DocArray and Weaviate: Your Guide to Hybrid Search
Discover the power of hybrid search, a cutting-edge technology bridging keyword precision with vector versatility for a tailored search experience. Dive into how hybrid search works, its essential components, and using DocArray with Weaviate for optimized searches on your data.
Hybrid search is an innovative approach that unites the best of both worlds in search technology! It fuses the precision of keyword-based algorithms with the versatility of vector search techniques, creating a search experience tailored for modern users. By harnessing the strengths of various algorithms, hybrid search ensures improved accuracy and relevance in search results, revolutionizing the way we explore the vast expanse of digital information.
In this blog post, you will learn how hybrid search works, its component algorithms, and how to use DocArray with Weaviate as a vector database to perform an optimized hybrid search on your data easily.
Hybrid Search
Hybrid search uses sparse and dense vectors to represent the meaning and context of search queries and documents. Let’s look at these in turn.
Sparse Vectors: Smart Keyword Scoring
Sparse vectors, receiving their name by consisting mainly of zero values with a few non-zero values, are generated by algorithms like BM25 and SPLADE. These consider the appearance of keywords in queries and documents.
BM25, which we will be using in the hybrid search experiment later, is like the smarter sibling of TF-IDF: They both rank search results based on exact matches in your text documents. These algorithms consider your documents and queries as high-dimensional sparse vectors, where each dimension corresponds to a unique term (word or word-piece) from your collection of documents. Most of these dimensions will be zero for a given document because there are a lot of words and most don't appear in any one document. Only a few will contain non-zero values, hence the name "sparse" vectors.

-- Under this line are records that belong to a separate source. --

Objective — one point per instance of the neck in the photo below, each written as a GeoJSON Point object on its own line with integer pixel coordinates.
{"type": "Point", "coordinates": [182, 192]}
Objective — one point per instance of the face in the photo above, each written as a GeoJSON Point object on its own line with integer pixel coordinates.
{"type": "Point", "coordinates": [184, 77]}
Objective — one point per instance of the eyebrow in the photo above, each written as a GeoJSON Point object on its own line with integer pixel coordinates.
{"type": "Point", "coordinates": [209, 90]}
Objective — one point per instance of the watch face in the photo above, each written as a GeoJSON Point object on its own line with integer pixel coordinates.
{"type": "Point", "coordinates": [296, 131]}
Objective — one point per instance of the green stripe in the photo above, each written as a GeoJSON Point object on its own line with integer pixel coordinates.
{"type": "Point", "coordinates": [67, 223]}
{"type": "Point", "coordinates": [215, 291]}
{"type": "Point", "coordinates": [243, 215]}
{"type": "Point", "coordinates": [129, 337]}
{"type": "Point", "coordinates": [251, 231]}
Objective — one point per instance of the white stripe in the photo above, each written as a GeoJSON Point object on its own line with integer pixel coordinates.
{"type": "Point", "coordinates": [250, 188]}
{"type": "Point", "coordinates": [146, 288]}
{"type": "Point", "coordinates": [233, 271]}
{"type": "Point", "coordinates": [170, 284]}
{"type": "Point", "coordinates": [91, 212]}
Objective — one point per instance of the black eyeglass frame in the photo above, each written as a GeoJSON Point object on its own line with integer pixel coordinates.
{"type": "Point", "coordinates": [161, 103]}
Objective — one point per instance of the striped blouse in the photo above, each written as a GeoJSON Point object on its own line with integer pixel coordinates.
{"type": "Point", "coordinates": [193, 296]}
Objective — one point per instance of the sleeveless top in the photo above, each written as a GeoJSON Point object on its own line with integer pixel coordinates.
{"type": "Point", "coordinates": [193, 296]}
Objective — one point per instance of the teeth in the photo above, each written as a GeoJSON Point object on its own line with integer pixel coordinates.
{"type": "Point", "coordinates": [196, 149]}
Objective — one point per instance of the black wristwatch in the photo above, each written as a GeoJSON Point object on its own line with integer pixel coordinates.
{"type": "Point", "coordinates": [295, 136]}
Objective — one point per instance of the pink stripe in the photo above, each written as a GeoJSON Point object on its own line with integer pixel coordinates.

BM25 considers how often a term appears in a document (just like TF-IDF), but it knows not to overvalue a word just because it appears a lot. It also levels the playing field between long and short documents, so a term does not get extra points just for being in a longer piece. In a nutshell, BM25 is a more refined way of figuring out what documents match your search query best.
Here are some of the advantages of sparse vectors in search:
- Storage and Computational Efficiency: Sparse vectors are memory efficient as they store only non-zero values, thereby conserving computational resources.
- Relevance Identification: They effectively capture the occurrence of less frequent but potentially more relevant terms, helping to identify the relevance of documents even with rare keywords.
- Scalability: Sparse vectors can efficiently handle large-scale, high-dimensional data, which is a common characteristic of text data in information retrieval.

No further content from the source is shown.